HONG KONG’UN ULUSLARARASI FİNANS ÜSSÜ OLMA STATÜSÜ SARSILDI

Geçen zaman içerisinde iki şehir farklı yollar katetti. Kişi başına gelir açısından dünyanın en zengin yerleşim yerlerinden olan Makao’da 2018’de gayrisafi yurt içi hasıla 54,5 milyar ABD dolarının üzerindeydi ve bu miktar, 1999 yılındaki oranın neredeyse sekiz katıydı. İşsizliğin yüzde 2’den az olduğu “Doğu’nun Vegas’ı” Makao, bugün dünyanın en büyük dört kumar kentinden biri. Diğer yandan, bir feribot mesafesindeki Hong Kong’da işler tamamen başka türlü gelişti. Haziran 2019’da başlayan protestoların düşük yoğunlukla da olsa sürdüğü Hong Kong, en ağır siyasal ve ekonomik krizlerinden birini yaşıyor. Aylardır süren kaos ve belirsizlik, şehrin uluslararası finans üssü olma statüsünü sarstı. Amerika Birleşik Devletleri, Hong Kong’un özel statüsünü düzenli olarak değerlendirmek için yasa çıkardı. Yabancı yatırımcının tedirginliği sürerken Hong Konglu küçük esnaf, protestoların yeri ve zamanını internetten takip ederek kepenk açıp açmamaya karar verdiklerini söylüyor. Çin Hükümeti de bir yandan Hong Kong’da işlerin iyice çığırından çıkması ihtimaline karşı, Shenzhen ve Makao’ya yeni işlevler edindiriyor.

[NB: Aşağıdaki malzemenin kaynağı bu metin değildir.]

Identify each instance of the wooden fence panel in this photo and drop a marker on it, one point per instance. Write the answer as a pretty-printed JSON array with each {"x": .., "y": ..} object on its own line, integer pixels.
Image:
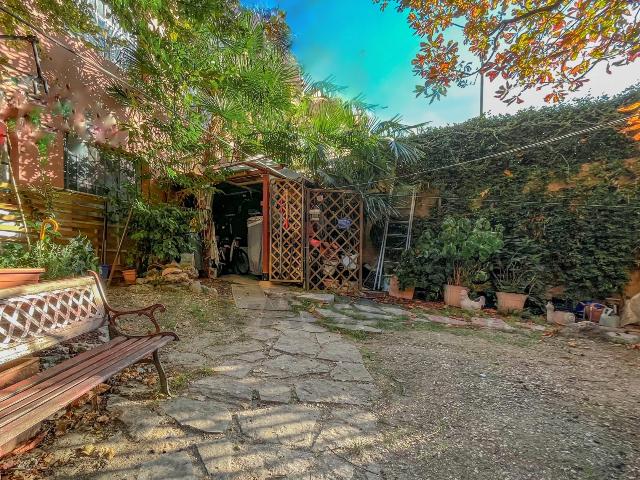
[{"x": 75, "y": 212}]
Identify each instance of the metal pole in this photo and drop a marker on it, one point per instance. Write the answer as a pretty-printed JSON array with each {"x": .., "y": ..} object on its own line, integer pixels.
[
  {"x": 481, "y": 88},
  {"x": 124, "y": 233},
  {"x": 17, "y": 193}
]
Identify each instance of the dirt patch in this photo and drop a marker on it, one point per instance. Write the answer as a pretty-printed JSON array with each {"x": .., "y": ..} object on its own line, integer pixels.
[{"x": 487, "y": 405}]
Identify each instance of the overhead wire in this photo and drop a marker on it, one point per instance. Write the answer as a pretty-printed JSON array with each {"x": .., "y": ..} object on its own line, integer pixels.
[{"x": 514, "y": 150}]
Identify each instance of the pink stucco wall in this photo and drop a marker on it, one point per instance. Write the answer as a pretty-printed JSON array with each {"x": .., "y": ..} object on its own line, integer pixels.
[{"x": 70, "y": 78}]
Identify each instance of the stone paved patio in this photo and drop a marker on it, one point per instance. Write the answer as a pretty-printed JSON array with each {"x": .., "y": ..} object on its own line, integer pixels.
[{"x": 284, "y": 402}]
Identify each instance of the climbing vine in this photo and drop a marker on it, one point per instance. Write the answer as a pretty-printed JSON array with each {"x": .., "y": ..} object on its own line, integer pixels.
[{"x": 572, "y": 206}]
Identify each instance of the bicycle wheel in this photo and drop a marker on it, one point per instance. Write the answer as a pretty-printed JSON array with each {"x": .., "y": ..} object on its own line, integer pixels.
[{"x": 241, "y": 262}]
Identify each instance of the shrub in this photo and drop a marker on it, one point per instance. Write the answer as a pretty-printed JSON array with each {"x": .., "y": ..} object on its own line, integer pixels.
[
  {"x": 160, "y": 232},
  {"x": 59, "y": 260}
]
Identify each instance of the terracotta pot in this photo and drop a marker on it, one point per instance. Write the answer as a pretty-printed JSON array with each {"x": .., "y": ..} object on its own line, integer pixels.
[
  {"x": 452, "y": 294},
  {"x": 129, "y": 276},
  {"x": 14, "y": 277},
  {"x": 394, "y": 290},
  {"x": 511, "y": 302},
  {"x": 17, "y": 370}
]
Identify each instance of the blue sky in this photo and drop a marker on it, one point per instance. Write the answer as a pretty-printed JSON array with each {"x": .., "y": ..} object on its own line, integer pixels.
[{"x": 370, "y": 53}]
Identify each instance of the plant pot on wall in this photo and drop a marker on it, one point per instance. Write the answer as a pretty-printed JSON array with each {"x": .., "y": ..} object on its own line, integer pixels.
[
  {"x": 14, "y": 277},
  {"x": 394, "y": 290},
  {"x": 129, "y": 276},
  {"x": 511, "y": 302},
  {"x": 453, "y": 294}
]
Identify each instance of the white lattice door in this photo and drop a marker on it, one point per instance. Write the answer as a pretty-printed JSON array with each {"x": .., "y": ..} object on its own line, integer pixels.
[{"x": 286, "y": 262}]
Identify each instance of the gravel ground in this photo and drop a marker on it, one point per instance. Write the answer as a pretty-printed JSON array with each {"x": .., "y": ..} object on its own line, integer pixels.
[{"x": 462, "y": 404}]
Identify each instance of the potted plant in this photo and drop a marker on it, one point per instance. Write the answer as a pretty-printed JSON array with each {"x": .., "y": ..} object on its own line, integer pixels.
[
  {"x": 513, "y": 282},
  {"x": 46, "y": 258},
  {"x": 421, "y": 267},
  {"x": 129, "y": 273},
  {"x": 516, "y": 272},
  {"x": 466, "y": 248}
]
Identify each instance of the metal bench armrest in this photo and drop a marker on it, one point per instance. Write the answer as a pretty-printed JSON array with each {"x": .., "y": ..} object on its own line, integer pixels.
[{"x": 114, "y": 314}]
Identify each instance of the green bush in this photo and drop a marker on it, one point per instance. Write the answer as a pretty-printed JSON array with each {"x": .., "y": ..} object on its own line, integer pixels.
[
  {"x": 570, "y": 210},
  {"x": 59, "y": 260},
  {"x": 458, "y": 254},
  {"x": 160, "y": 232}
]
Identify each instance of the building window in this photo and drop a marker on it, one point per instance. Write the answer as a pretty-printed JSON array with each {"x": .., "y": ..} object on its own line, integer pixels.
[
  {"x": 113, "y": 43},
  {"x": 83, "y": 169}
]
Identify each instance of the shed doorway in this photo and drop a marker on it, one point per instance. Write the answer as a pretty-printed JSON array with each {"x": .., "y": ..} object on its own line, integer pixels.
[{"x": 237, "y": 219}]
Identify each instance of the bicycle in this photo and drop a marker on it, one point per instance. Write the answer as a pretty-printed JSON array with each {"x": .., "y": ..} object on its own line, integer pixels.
[{"x": 232, "y": 258}]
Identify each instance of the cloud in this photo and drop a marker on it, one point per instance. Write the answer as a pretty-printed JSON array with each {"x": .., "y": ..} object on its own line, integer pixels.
[{"x": 600, "y": 83}]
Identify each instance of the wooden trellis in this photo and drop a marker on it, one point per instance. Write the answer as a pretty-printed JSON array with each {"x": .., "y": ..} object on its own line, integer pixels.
[
  {"x": 286, "y": 262},
  {"x": 334, "y": 241}
]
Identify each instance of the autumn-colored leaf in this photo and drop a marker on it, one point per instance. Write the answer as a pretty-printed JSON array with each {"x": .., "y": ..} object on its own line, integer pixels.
[{"x": 629, "y": 108}]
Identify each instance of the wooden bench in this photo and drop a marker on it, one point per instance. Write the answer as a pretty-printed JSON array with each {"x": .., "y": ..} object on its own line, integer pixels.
[{"x": 36, "y": 317}]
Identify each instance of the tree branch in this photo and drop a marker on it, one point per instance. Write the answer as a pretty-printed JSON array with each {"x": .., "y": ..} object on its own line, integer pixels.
[{"x": 547, "y": 8}]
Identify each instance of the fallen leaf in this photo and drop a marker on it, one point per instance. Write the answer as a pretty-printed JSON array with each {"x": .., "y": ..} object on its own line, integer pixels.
[{"x": 88, "y": 449}]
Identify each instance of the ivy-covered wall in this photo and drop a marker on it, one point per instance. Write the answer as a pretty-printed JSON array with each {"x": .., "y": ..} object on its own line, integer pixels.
[{"x": 575, "y": 202}]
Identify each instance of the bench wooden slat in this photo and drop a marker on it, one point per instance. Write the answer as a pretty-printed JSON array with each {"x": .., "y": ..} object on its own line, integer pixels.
[
  {"x": 35, "y": 317},
  {"x": 59, "y": 399},
  {"x": 50, "y": 372},
  {"x": 83, "y": 369}
]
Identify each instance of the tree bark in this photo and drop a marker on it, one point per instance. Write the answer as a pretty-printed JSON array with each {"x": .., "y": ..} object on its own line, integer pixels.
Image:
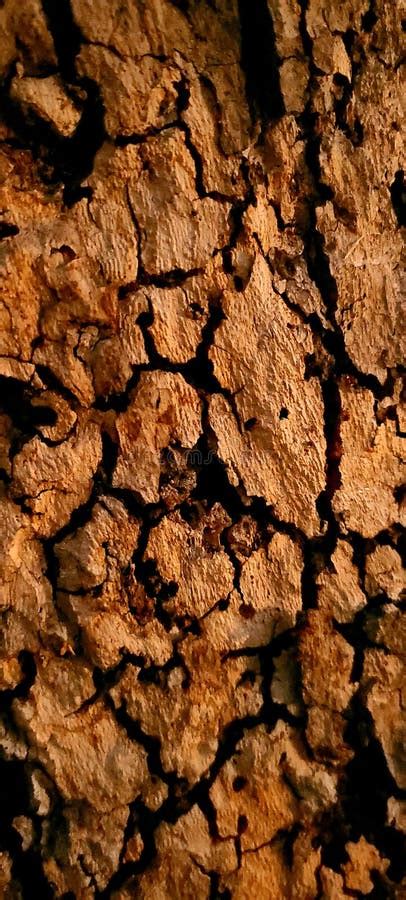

MİLYONLARCA İNSAN GÜNLERCE SOKAKLARI TUTTU

Tam da Tiananmen trajedisinin 30’uncu yıl dönümüne denk gelen Haziran 2019 protestoları, Hong Kong’un ülkeye dönüşünün ardından gerçekleşen en büyük protestolar olarak dikkat çekti. Suçluların Çin’e iadesiyle ilgili yasa değişikliğine karşı çıkan gruplar, kimi zaman milyonları bulan kalabalıklarla günlerce sokakları tuttu. Legco olarak bilinen meclis binası bir süre işgal edildi. Protestolar yaz boyunca devam ederken, barışçıl kitlesel yürüyüşlerin yerini büyük ölçüde şiddetli çatışmalar aldı. Çin devlet medyasının “çeteler” ve “radikal gruplar” olarak nitelediği göstericiler, iade yasasının geri çekilmesinin dâhil olduğu beş talep ortaya koydu. Diğer talepler; polis müdahalesinin soruşturulması, protestoların isyan olarak nitelenmemesi, gözaltına alınan göstericilerin serbest bırakılması ve tam kapsamlı oy hakkıydı. Hong Kong yönetiminin geçen yıl Eylül ayında resmen geri çektiği iade yasası, aslında göstericiler açısından yaklaşmakta olan daha büyük bir korkunun ilk işaretiydi. Yargı sistemine güvensizlik duyulan Çin’in 50 yıl süreyle adaya garanti ettiği hak ve özgürlükleri kademeli olarak geri alabileceğinden endişe edilmekteydi.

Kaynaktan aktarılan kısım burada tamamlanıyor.